第27話 作り物のすべてと「方法の放棄」
大学の講義に出てもなにも頭に入ってこない状態が続いた。
教授は、なにか概論じみた話しをまくし立てているようだ。
「テキストに書いてある通り、近代に入り理性は、それ以前の神性にとってかわり、人間中心主義を築きました。というか理性があらゆるものの標準、基準になったために近代になったといえる。古代からの理性概念とはちょっと違うものでしょう。
しかし考えてみますと理性の存在など、神のそれと同じで証明出来ない。当初からそう批判する思想家もたくさんいました。その言い分にも、いち理はあるのでしょう。だが理性は存在するという大前提のもと、どんどんと世界は革新されていきます。

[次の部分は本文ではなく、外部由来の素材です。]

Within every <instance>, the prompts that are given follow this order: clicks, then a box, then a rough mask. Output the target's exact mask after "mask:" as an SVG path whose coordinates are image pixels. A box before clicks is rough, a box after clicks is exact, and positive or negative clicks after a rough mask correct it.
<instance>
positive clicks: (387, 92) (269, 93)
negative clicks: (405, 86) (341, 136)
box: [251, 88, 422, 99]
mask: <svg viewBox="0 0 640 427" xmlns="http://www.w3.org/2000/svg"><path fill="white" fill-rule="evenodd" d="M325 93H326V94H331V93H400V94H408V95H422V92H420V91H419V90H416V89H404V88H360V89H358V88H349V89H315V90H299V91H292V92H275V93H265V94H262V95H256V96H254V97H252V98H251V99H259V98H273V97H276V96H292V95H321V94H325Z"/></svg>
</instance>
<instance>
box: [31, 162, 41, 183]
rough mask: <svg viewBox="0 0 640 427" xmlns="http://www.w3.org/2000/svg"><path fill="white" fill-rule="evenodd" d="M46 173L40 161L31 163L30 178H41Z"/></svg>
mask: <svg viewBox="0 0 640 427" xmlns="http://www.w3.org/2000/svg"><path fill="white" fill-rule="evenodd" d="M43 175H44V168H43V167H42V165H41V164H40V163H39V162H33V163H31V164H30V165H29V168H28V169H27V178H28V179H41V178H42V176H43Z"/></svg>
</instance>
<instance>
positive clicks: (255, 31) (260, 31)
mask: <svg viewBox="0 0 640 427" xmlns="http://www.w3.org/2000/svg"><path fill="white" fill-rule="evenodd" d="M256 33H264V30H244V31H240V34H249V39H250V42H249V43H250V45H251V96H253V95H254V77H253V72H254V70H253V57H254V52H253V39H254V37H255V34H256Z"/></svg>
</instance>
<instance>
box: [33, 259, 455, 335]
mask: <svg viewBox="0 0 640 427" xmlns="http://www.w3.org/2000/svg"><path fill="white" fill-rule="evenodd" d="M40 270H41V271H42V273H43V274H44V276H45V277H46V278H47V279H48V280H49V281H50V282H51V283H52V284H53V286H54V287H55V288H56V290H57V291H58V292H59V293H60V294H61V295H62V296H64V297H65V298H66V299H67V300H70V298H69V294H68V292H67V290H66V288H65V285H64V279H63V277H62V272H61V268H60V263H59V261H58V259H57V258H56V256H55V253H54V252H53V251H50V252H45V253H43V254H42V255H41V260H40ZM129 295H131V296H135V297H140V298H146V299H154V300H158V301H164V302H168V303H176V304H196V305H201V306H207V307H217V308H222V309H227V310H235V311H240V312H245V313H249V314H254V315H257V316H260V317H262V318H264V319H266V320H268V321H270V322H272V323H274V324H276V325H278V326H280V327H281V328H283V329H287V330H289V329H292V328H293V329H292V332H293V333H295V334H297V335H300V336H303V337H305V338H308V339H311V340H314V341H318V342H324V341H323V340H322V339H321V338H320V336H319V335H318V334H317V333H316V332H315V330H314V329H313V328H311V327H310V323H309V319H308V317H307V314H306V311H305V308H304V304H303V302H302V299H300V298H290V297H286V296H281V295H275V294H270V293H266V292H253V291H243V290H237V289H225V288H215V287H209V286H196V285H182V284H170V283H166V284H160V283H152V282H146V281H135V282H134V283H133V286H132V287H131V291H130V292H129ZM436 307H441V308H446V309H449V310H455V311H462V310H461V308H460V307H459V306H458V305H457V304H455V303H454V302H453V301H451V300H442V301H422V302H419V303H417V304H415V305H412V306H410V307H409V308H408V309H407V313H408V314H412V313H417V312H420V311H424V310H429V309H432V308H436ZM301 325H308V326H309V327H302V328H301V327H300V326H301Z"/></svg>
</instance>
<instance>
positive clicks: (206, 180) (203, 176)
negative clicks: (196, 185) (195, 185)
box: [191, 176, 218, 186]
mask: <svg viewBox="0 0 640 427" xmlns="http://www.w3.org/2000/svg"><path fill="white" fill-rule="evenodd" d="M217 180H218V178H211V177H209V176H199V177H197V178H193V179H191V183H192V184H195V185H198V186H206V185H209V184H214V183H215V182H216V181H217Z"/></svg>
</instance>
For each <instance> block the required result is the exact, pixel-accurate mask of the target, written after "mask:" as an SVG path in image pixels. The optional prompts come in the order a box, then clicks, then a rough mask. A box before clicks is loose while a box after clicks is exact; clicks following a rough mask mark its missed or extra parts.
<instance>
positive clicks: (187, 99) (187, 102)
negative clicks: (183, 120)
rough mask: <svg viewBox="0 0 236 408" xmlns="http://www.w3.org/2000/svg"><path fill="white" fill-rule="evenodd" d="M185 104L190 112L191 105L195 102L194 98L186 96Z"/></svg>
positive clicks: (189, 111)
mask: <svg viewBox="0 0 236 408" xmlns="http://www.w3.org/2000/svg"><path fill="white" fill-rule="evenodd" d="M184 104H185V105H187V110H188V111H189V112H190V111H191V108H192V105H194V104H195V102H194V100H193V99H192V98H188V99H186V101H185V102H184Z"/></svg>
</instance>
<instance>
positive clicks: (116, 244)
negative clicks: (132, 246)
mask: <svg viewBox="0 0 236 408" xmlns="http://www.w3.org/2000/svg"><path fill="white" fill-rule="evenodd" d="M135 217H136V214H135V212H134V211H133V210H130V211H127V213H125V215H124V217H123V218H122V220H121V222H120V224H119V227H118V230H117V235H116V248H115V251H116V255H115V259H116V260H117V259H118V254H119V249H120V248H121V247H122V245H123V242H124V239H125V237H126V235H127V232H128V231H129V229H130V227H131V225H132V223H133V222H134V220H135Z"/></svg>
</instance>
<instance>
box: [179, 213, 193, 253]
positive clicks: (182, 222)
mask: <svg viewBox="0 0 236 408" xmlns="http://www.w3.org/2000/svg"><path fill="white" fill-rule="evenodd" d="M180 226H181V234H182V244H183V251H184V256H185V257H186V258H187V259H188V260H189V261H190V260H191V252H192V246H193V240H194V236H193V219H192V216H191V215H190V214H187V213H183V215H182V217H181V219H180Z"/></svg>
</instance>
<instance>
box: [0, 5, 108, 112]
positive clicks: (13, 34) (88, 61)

「近代」と名の付く人工物つまり、人間観も、社会や政治も同様ですが、そういった人工物がどんどん造られていきます。知性ももちろん理性に制限されたものです。その意味ではすべてフィクションですね。それが現代です。ですからまた変えることも出来るのでしょう。変えるというか展開でしょうかね。笑い話みたいですが、我思う故に我ありの「我」が壊れていたり、不安定だったらどうする、などという屁理屈も語られています。
えっと、では次に近代性の克服に関する考え方について、非理性の合理化の問題、感覚や感情、情緒の説明方法の発見、その辻褄について・・・
でも「理性を信仰する」って、なんだかおかしな言い方ですよね。最後には「方法の放棄」しかないのかも知れません」
大教室ではいつものように独演会が開かれていた。
大学の講義が薬になる分けはない。学校は病院ではない。私は食前ではあったが、落ち着かないので処方されているやさしい薬を飲んだ。
「薰かおる、最近様子がおかしいんじゃない」
教室を出る際に宮沢が私に歩み寄って言った。私は宮沢のことも、他の友人たちをも最近は避けていた。避けるというより逃げていたといったほうが正確かも知れない。それでいて彼らを探ってもいたのだ。
「事故の影響かな?」
「そうかもしれないね」
私は否定することなく答えた。
「学食は混んでそうだから。外に食べに行くか。午後は講義ないしな。どうする」
「今日は急いでいるから、これで帰るよ」
古びた廊下を歩きながら、そう答え宮沢とはそこで別れた。